If you have read “Lady Alone” and already have sailing experience, whether on a lake or the open ocean, the main character’s saga after she finds herself alone on “Atmosphere” was no doubt a reminder of embarrassing moments for you on-board a boat. This blog offers a chance to stow your pride in the cockpit locker and fess up to bloopers you made as a crew member or captain and who knows, you just may find that confession is indeed good for the soul.
I’ll start with a confession of my own, a poorly executed departure on “Bucephalus”, my Creala 36, for a five hundred mile passage from Boat Lagoon Marina, in Phuket, Thailand, to the Andaman Islands. My two crew members and I cast off at high tide a few hours before daylight from the marina and motored down the mile long tidal river that connects the marina to the Andaman Sea. As it turned out, we could have waited for daylight, had a hearty breakfast and lunch at the marina restaurant and still reached the open sea hours before we actually did.
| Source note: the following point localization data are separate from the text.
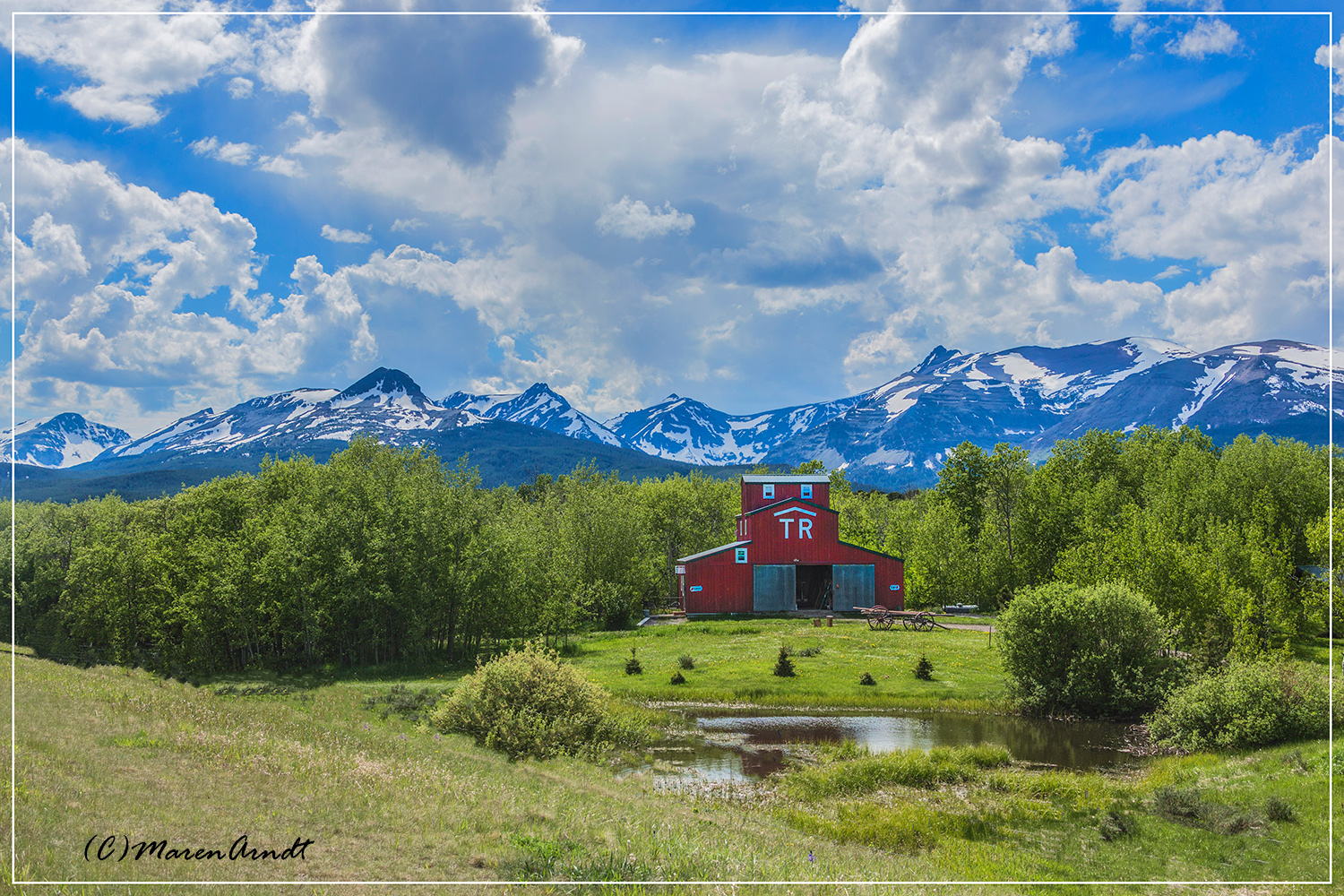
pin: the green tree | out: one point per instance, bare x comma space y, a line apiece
1091, 650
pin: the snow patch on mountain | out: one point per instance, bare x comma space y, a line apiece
61, 441
538, 406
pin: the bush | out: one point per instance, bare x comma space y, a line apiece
1249, 704
1279, 809
1090, 650
527, 702
632, 665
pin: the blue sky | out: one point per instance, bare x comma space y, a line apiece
754, 211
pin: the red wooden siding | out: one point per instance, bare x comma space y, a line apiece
725, 583
753, 495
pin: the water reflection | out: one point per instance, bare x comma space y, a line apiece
749, 745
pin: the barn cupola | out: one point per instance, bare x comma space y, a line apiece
761, 490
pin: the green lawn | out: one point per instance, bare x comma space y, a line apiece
110, 751
734, 661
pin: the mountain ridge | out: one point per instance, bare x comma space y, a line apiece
892, 435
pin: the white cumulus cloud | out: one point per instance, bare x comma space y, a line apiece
634, 220
1209, 37
339, 236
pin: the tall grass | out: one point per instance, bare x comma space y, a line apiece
903, 769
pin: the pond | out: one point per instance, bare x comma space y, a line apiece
738, 745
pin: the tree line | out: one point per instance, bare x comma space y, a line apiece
1214, 536
387, 554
Boat Lagoon’s tidal river passes through a mangrove swamp and has a mud bottom with buoys marking a dredged channel but at the time our departure, those buoys had been removed for badly needed dredging. At a dog-leg still within sight of the marina entrance, the depth finder jumped from three meters to one meter and that was at high tide. Needless to say, it wasn’t until the afternoon high tide and a lot of photos taken from passing tourist boats that a marina service skiff was able to assist us on our way.